Juno tracker who studied Zeus broke this image of the gas giant's clouds on October 29, 2018.

Credit Cards: Gerald Eichstädt / Sean Doran / NASA / JPL-Caltech / SwRI / MSSS

NASA returns to one of her favorite hobbies – the bizarre cloud she is looking at – thanks to the Juno spacecraft that is currently in orbit around Jupiter.

The Juno detector, which began to rotate around our largest neighbor in July 2016, is loaded with a host of scientific instruments designed to break some of the biggest secrets of the gas giant. But it also brings a camera, which is headed by public entrances.

The votes of the community led to incredible photos like this, taken on October 29 at 4:58 pm. EDT (2158 GMT). At that time, the spacecraft was carrying out its 16th swarm above the surface of Zeus, which reached just 4,000 miles (7,000 kilometers) from the top of the Jupiter cloud system. (Images are also being processed by the community and not by NASA.)

A photograph of the Jupiter atmosphere pulled by the Juno catheter on September 6, 2018, shows an unfortunate storm.

A photograph of the Jupiter atmosphere pulled by the Juno catheter on September 6, 2018, shows an unfortunate storm.

Credit Cards: Kevin M. Gill / NASA / JPL-Caltech / SwRI / MSSS

On TwitterNASA's Jet Propulsion Lab has characterized the appearance of the atmosphere as a dragon's eye.

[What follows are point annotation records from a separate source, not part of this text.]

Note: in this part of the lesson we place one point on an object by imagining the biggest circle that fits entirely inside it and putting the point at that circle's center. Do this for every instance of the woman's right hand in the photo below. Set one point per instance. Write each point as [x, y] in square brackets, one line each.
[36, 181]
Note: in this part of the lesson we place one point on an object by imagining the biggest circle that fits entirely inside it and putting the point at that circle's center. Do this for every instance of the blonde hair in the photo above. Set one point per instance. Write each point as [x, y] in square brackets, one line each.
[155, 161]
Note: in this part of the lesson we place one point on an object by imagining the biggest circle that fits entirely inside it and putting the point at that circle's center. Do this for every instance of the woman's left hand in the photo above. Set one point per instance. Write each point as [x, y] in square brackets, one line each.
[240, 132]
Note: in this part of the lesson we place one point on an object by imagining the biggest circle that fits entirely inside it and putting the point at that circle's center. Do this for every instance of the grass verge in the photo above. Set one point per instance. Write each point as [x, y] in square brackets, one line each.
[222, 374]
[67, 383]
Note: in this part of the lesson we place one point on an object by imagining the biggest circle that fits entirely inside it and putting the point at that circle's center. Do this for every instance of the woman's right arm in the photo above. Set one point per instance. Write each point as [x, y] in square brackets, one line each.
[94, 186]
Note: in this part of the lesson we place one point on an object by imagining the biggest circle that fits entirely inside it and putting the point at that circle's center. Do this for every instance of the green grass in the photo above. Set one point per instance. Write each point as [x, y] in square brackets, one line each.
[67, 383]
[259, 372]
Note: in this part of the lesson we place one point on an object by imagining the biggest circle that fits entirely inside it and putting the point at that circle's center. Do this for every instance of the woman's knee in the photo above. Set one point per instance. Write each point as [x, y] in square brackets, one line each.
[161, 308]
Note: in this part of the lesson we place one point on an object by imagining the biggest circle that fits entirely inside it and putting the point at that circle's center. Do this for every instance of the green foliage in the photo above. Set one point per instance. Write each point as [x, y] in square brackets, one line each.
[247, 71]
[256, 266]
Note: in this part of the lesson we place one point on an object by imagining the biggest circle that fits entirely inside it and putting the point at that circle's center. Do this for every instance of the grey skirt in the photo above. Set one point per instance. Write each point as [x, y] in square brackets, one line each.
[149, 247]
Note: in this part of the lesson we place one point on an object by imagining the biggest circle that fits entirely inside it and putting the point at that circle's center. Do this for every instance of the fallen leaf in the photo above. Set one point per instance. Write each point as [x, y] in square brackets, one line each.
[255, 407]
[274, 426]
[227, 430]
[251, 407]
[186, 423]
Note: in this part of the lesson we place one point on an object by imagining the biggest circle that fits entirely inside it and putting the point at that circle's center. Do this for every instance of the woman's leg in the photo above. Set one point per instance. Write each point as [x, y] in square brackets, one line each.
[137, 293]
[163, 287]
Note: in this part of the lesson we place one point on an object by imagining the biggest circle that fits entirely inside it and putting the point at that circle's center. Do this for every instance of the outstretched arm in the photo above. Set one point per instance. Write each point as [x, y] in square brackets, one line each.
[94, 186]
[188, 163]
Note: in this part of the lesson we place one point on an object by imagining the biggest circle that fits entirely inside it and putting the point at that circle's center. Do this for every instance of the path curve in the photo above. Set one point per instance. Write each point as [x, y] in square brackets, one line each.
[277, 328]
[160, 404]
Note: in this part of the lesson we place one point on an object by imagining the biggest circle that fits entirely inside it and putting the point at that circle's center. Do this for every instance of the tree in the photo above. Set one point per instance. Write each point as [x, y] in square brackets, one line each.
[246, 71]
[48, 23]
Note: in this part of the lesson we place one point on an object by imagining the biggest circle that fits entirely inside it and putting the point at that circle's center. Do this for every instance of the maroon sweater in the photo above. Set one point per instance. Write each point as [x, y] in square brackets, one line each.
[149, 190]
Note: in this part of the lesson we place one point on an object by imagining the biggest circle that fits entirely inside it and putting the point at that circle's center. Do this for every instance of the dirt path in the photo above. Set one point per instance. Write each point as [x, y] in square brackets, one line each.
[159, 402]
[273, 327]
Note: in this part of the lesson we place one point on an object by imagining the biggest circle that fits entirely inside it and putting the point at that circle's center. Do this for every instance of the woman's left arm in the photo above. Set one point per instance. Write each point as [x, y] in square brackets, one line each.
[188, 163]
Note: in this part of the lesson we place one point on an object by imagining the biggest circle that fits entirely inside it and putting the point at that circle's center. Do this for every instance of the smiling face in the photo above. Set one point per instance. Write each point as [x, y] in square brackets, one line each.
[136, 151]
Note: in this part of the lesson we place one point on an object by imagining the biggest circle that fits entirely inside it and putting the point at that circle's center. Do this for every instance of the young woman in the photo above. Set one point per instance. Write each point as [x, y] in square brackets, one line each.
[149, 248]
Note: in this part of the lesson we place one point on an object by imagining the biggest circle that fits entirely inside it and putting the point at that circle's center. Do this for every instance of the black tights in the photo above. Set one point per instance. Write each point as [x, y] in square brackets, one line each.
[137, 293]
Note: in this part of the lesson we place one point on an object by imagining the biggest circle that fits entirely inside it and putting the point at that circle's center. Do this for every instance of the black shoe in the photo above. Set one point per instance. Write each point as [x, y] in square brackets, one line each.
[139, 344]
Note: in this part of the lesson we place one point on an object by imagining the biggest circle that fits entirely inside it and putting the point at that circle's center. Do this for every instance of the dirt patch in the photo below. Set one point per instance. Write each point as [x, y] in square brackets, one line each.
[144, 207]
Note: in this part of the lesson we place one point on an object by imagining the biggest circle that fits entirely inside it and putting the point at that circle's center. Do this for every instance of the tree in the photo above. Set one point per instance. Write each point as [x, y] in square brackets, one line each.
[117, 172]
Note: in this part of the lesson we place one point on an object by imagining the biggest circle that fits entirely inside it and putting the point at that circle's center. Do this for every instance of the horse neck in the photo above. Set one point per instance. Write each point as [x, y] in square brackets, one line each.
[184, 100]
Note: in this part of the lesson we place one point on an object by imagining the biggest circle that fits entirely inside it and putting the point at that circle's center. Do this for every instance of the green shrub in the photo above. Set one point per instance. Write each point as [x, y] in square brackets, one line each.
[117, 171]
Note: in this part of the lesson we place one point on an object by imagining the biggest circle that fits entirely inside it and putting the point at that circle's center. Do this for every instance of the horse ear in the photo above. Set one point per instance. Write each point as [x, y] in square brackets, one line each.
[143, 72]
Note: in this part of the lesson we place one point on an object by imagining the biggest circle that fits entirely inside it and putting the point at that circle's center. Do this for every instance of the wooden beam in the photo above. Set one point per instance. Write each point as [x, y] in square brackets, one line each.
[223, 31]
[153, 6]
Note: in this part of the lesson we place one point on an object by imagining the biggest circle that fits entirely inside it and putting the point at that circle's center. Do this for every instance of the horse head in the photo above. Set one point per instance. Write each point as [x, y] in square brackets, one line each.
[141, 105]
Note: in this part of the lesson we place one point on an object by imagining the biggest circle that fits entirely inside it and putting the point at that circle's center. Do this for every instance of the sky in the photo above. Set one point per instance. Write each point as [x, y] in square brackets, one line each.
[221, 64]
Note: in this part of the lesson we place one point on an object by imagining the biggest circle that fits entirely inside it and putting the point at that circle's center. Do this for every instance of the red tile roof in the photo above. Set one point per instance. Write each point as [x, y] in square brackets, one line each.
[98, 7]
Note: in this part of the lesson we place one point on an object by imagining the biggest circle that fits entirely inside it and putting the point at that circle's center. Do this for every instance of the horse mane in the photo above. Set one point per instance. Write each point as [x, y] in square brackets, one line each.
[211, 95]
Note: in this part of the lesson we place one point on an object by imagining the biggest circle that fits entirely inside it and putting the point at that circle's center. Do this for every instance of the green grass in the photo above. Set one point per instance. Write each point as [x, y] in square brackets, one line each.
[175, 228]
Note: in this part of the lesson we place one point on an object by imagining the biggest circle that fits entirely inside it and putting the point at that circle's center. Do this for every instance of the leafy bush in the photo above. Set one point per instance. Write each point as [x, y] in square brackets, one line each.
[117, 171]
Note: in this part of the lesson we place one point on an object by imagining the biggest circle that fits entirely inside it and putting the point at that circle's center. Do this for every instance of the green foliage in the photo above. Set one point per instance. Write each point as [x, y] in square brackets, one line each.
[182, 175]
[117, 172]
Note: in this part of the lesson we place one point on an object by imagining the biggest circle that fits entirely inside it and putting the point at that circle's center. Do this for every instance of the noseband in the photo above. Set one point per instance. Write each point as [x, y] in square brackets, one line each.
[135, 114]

The photo shows that the region's scientists have dubbed the north zone of the southern zone of Zeus. The large white oval is a type of atmospheric junction called the anticyclone storm, which means that at the outer edge of the storm the winds blow in a direction that is opposite the surrounding air mass. Smaller cloud structures are also in view.

This is not the only anticyclone storm in Zeus. a photo recorded on September 6 shows a similar structure in the southern hemisphere of the gas giant.

JunoCam also captures stunning planetwide plates as it flies away from Zeus, like the one that broke on September 6, 2018.

JunoCam also captures stunning planetwide plates as it flies away from Zeus, like the one that broke on September 6, 2018.

Credit: Gerald Eichstädt / NASA / JPL-Caltech / SwRI / MSSS

Earlier this year, NASA expanded the Juno mission, with the catheter remaining in orbit until the summer of 2021. However, this extension reflects the fact that the spacecraft was unable to maneuver in a smaller orbit, but to remain on a wider track has the removal of Zeus only every 53 days. The expansion will allow the spacecraft to complete the same number of tracks as originally planned.